Construction of a Mindlin pseudospectral plate element and evaluating efficiency of the element

Abstract

In this paper, a Mindlin pseudospectral plate element is constructed to perform static, dynamic, and wave propagation analyses of plate-like structures. Chebyshev polynomials are used as basis functions and Chebyshev–Gauss–Lobatto points are used as grid points. Two integration schemes, i.e., Gauss–Legendre quadrature (GLEQ) and Chebyshev points quadrature (CPQ), are employed independently to form the elemental stiffness matrix of the present element. A lumped elemental mass matrix is generated by only using CPQ due to the discrete orthogonality of Chebyshev polynomials and overlapping of the quadrature points with the grid points.
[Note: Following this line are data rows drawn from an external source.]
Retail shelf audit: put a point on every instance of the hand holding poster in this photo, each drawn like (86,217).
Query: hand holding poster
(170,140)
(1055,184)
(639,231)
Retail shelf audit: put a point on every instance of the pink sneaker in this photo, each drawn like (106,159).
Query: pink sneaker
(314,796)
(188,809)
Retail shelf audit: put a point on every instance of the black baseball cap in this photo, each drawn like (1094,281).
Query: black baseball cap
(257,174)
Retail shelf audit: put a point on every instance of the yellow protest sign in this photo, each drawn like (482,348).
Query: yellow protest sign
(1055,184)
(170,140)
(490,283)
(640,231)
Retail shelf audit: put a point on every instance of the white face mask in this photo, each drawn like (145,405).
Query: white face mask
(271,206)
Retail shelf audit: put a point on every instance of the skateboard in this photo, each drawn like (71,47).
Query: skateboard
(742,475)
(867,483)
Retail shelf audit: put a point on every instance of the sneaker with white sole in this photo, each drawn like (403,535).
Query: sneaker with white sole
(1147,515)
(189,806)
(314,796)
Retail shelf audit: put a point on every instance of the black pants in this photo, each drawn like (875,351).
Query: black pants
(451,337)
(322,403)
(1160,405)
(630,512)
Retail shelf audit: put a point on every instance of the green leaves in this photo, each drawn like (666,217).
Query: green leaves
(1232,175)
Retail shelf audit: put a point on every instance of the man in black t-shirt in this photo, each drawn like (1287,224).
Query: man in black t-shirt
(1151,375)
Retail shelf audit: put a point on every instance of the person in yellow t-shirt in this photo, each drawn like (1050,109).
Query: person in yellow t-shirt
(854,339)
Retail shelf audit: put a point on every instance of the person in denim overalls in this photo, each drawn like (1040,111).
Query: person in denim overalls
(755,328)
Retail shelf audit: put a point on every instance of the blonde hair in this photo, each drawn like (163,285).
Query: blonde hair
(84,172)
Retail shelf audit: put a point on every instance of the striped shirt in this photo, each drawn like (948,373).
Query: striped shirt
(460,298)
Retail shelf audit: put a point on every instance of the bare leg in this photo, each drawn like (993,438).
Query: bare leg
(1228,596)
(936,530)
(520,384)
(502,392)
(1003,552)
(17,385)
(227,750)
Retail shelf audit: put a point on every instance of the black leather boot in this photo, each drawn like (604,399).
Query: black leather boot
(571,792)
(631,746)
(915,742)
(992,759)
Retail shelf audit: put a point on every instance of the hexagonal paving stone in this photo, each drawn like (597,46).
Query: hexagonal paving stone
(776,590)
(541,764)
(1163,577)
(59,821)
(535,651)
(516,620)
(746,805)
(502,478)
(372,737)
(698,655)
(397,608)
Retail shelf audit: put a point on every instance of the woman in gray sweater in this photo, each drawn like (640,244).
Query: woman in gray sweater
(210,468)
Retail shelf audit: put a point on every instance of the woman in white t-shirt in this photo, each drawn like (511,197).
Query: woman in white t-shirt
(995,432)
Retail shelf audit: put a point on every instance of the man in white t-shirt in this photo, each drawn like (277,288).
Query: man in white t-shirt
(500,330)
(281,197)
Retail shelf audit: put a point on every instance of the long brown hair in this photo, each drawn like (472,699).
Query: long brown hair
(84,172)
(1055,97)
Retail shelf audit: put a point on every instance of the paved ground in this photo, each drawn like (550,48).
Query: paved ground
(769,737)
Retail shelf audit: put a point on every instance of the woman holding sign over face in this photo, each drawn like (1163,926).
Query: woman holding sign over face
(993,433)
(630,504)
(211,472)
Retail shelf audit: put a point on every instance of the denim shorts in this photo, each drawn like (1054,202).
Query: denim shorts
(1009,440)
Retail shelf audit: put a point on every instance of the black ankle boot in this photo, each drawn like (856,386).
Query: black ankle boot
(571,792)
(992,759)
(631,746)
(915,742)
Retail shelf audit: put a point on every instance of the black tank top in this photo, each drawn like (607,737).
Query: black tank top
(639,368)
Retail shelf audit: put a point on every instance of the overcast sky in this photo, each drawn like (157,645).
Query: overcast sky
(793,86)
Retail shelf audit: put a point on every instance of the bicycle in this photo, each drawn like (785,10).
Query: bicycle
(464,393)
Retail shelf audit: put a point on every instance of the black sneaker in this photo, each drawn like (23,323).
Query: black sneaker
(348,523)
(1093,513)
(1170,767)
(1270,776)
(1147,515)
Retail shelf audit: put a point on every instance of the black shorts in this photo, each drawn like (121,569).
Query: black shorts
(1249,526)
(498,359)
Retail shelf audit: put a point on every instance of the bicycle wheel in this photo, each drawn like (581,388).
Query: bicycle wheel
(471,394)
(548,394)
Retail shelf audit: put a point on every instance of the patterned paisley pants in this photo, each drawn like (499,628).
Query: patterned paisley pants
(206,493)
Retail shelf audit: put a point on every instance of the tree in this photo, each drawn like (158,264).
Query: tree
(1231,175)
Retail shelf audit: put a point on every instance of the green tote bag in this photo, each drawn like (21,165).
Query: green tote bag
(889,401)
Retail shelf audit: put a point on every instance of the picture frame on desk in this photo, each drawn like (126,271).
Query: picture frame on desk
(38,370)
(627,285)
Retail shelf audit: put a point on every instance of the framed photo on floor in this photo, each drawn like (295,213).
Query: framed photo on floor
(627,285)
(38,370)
This results in a remarkable reduction of numerical operations in solving the equation of motion for being able to use explicit time integration schemes. Numerical calculations are carried out to investigate the influence of the above two numerical integration schemes in the elemental stiffness formation on the accuracy of static and dynamic response analyses. By comparing with the results of ABAQUS, this study shows that CPQ performs slightly better than GLEQ in various plates with different thicknesses, especially in thick plates. Finally, a one dimensional (1D) and a 2D wave propagation problems are used to demonstrate the efficiency of the present Mindlin pseudospectral plate element.